Son las ocho de la noche cuando llegamos a L&L Company. Aunque todavía me escuece el alma atravesar este lobby, debo reconocer que es mucho menos desgarrador que antes. Poco a poco he ido superando traumas, quizás este año me ha hecho más fuerte. La vida me ha puesto trampas en las que he caído una y otra vez, pero siento que finalmente estoy saliendo del fondo del pozo. Hoy hace exactamente treinta y cuatro años que mis padres crearon esta empresa, no podía dejar de asistir a la celebración, solo desearía que papá estuviera aquí para ver todo lo que han logrado. Tanto él como mamá trabajaron a pulso para realizar sus sueños, comenzando un negocio desde cero, solos, rechazados por sus padres por negarse a renunciar a su amor. Todo está elegantemente decorado, no esperaría menos de mi madre, francamente. Avanzamos de la mano, deteniéndonos cada dos minutos a saludar a gente que ninguno de los dos conoce y a trabajadores que me vieron crecer, corretear por los pasillos de este lugar. Jean es ahora el vicepresidente, luce espectacular dialogando con otros empresarios de la ciudad.
—Ah, mira, llegó mi hija —mi madre nos hace una seña para que vayamos a su encuentro y al llegar, me presenta al dueño de no sé qué constructora—. No, Galilea es artista —ríe contestando a la pregunta del canoso—, solo mi hijo mayor se dedicó al negocio familiar.
— ¿Galilea, venderías tus acciones en la empresa? —me pregunta él.
—No. Esta empresa es de mi familia, ni mis hermanos ni yo estamos interesados en vender nuestras acciones. Este lugar costó muchas gotas de sudor.
Entonces mi mente formula una duda que me agobia de pronto. Aparto a mi madre de la conversación, dejando a Andrew, quien no tiene la más mínima idea del negocio, a cargo.
—Mamá, ¿Luis tiene acciones en la empresa también?
—No, ¿por qué las tendría?
— ¿Porque es tu esposo?
—Nunca nos casamos, no ante la ley, y aunque así hubiese sido, jamás le daría acciones. He sido una idiota hija, sí lo sé pero, ¿cómo iba a regalarle a Luis el fruto del trabajo de tu padre?
—Me alegro. Por un momento me preocupé. Luis habría dejado este sitio en banca rota, espero que lo sepas.
—Lo sé. Fuera de nosotros, solo Andrés tenía acciones, pues ayudó a construir este sitio, acciones que hoy están en manos de sus hijos.
—No creo que a ninguno de los dos le interese formar parte de la compañía.
—Tampoco a Will, a ti mucho menos, pero son suyas.
Dos horas después de hablar con desconocidos y beberme varios vasitos de coctel, le pido a mi madre las llaves de su despacho y subo.
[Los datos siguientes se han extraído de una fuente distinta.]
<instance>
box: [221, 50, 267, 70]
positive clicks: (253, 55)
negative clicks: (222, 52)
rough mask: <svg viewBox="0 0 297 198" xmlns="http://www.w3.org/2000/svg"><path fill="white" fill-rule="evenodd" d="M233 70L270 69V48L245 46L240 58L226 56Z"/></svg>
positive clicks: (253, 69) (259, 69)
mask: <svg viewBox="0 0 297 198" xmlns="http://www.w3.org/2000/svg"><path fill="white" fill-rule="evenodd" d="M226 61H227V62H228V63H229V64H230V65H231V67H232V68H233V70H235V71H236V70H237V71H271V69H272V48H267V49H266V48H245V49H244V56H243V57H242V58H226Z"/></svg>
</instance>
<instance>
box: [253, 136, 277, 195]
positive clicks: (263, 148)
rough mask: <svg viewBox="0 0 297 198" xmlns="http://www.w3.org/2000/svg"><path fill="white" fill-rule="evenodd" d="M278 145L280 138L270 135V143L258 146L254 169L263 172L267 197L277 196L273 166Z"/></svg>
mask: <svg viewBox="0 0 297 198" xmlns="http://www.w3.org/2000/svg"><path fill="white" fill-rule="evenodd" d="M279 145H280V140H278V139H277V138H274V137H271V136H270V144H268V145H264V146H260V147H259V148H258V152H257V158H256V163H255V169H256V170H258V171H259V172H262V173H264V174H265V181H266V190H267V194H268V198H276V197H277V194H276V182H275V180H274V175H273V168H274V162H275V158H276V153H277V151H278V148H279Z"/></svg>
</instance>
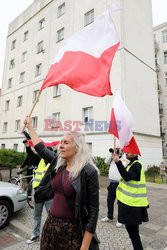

Andrew se ha quedado abajo, burlándose del acento de un miembro de la junta directiva con Will, vaya par. Abro la puerta, entro y me acomodo en el asiento giratorio de la presidenta. Despejo su escritorio, parecido al del tío Harold. Reposo la cabeza en uno de mis brazos, de modo que quedo mirando la ciudad a través de las grandes ventanas. Me fascina este sitio desde pequeña, solo no me gusta el cambio de muebles. Antes había un sofá azul en el cual solía pasar horas dibujando con mis hermanos, mientras mi padre, cuyo escritorio estaba justo al lado de este, negociaba con media Europa. Tras su muerte, mamá mandó llevárselo. Supongo que observarlo le angustiaba. El mueble fue trasladado al despacho de papá en casa, ubicado debajo de la caja fuerte. Me levanto, voy hacia la ventana algo mareada. No lo entiendo, los cocteles apenas tenían alcohol. Regreso al escritorio, cojo mis cosas y abro la puerta para volver a la fiesta, es entonces que suena el teléfono. ¿Quién llamará a estas horas?
—Hola, hola —susurra una voz al otro lado de la línea—. Hélène, ¿es Hélène?
—Hola, ¿qué desea?
No responde a mi pregunta. Es una voz masculina, asustadiza, quebrada.
— ¿Hélène, es Hélène? —repite.
—Lo siento, mi madre no se encuentra.
— ¿Hélène? —vuelve a decir, sea quien sea no está bien.
—Sí, es Hélène, ¿qué desea?
Pobre hombre, he decidido mentir con tal de ayudarle. Suena desesperado, agitado, como si huyese de algo o de alguien. De repente se escucha una alarma, voces a lo lejos, pasos acercándose.
— Hélène, tienes que sacarme de aquí Hélène. Sácame de aquí, por favor —suplica.
— ¿Pero quién habla?
—Doctor, hemos encontrado al paciente en el piso cuatro —dice alguien—, le pondremos una dosis de olanzapina.
— ¡Déjenme! —grita el hombre con el que acabo de hablar— ¡Déjenme! ¡Hélène, sácame de aquí! ¡Soy Andrés, soy Andrés! ¡Déjenme! ¡Hélène!